Toward Local Recovery of Computing Heat
While data center heat can be recovered at scale to feed district heating networks, other approaches allow it to be reused directly where it is produced, at a more local scale.
This is the concept behind certain emerging technologies, such as Embedded Waste Heat Recovery heaters. The principle is simple: integrate computing boards inside a heater so that the heat generated by computation becomes useful heating for buildings.
This type of equipment does not consume more electricity than a conventional heater, but it gives the same energy a dual purpose: computation on one side, heating on the other. Rather than cooling servers to evacuate their heat, the heat is retained and used intelligently.
This is precisely what Hestiia offers with the myEko Pro® Embedded Waste Heat Recovery heater. Computation is performed directly inside each unit, without noise or mechanical ventilation, and the heat is distributed into the space like a conventional inertial heater.
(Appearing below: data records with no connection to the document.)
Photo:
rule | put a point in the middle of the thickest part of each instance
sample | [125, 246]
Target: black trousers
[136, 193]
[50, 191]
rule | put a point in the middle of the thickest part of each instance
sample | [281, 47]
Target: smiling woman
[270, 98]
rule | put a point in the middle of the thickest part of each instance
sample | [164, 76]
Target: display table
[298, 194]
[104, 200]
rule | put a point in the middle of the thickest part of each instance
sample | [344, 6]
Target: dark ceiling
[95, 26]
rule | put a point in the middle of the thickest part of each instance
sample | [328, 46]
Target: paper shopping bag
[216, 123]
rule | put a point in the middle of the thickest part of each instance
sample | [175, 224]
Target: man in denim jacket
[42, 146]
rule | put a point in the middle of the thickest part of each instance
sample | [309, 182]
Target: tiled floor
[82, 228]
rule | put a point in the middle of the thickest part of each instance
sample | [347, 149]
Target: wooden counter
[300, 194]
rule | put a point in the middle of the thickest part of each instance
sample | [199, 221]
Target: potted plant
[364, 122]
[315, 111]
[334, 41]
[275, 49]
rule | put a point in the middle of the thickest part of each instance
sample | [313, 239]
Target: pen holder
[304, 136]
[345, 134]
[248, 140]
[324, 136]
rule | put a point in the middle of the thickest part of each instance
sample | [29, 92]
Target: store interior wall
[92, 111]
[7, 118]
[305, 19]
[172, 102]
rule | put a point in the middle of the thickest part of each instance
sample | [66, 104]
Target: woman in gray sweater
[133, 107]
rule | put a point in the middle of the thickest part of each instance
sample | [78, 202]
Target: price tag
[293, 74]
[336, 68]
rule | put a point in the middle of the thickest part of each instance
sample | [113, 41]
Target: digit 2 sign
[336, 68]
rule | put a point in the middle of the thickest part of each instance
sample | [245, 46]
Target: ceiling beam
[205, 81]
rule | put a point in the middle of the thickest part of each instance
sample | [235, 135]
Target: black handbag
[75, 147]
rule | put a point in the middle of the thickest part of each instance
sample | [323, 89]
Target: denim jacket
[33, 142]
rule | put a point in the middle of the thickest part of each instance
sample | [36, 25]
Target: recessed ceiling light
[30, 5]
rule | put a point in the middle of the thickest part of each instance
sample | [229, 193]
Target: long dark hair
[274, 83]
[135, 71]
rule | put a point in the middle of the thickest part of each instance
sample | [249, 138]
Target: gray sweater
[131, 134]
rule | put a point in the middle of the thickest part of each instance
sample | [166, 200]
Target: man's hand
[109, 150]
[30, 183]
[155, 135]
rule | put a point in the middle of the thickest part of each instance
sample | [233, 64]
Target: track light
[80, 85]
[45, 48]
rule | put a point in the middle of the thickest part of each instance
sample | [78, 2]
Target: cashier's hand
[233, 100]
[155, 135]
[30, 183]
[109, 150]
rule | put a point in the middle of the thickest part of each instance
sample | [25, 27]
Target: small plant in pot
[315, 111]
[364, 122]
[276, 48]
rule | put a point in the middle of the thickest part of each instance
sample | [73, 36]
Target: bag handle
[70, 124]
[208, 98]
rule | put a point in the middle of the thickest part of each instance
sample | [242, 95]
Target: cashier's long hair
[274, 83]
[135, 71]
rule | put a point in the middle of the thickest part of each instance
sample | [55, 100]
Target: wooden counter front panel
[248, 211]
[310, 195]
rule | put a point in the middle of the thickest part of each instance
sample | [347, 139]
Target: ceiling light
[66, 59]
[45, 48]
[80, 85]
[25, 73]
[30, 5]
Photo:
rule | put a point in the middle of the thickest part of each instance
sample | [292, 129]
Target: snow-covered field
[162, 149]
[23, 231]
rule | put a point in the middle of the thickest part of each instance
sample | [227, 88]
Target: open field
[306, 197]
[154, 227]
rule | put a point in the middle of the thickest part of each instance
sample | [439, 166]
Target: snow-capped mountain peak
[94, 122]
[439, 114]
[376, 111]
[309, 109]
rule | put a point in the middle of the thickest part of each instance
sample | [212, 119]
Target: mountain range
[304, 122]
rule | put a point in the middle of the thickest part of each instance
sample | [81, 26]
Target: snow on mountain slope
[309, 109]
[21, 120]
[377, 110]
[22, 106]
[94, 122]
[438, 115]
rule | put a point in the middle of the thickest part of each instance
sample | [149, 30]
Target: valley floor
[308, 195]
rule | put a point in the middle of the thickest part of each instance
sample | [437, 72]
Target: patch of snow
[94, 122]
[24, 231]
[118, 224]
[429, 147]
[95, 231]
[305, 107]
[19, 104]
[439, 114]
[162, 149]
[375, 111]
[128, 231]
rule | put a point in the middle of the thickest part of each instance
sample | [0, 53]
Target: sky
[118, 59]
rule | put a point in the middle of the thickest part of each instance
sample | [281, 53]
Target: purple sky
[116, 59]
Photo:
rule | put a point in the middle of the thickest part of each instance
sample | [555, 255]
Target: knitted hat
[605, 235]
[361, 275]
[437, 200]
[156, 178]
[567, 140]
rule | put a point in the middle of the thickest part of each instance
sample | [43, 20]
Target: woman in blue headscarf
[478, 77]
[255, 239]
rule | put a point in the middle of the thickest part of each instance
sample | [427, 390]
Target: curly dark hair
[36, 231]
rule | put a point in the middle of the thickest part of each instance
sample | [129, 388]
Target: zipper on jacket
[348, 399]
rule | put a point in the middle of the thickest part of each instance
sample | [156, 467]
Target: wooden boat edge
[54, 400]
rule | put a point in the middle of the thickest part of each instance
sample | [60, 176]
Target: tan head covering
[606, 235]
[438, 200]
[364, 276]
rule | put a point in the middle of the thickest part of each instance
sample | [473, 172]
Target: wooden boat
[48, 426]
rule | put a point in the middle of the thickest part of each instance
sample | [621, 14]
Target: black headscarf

In parallel, the computations are used for AI inference workloads with the goal of accelerating scientific discoveries.
This approach brings computing closer to where heat is needed, reducing the need for centralized infrastructure, active cooling, and energy transportation. It is also a concrete way to integrate digital technology into the energy transition, with solutions that prioritize efficiency, resource sharing, and decentralization.
Conclusion
In a context of energy constraints and rapid growth in digital usage, waste heat recovery is a lever that can no longer be ignored.
Solutions exist. Some allow heat to be recovered at scale. Others, such as Embedded Waste Heat Recovery heaters, put it to use directly inside buildings.
It is a concrete way to make better use of the electricity we already consume.
But for these approaches to scale, they must be encouraged. This requires appropriate public policies, better integration of these solutions in urban and digital projects, and an evolution in how we design equipment.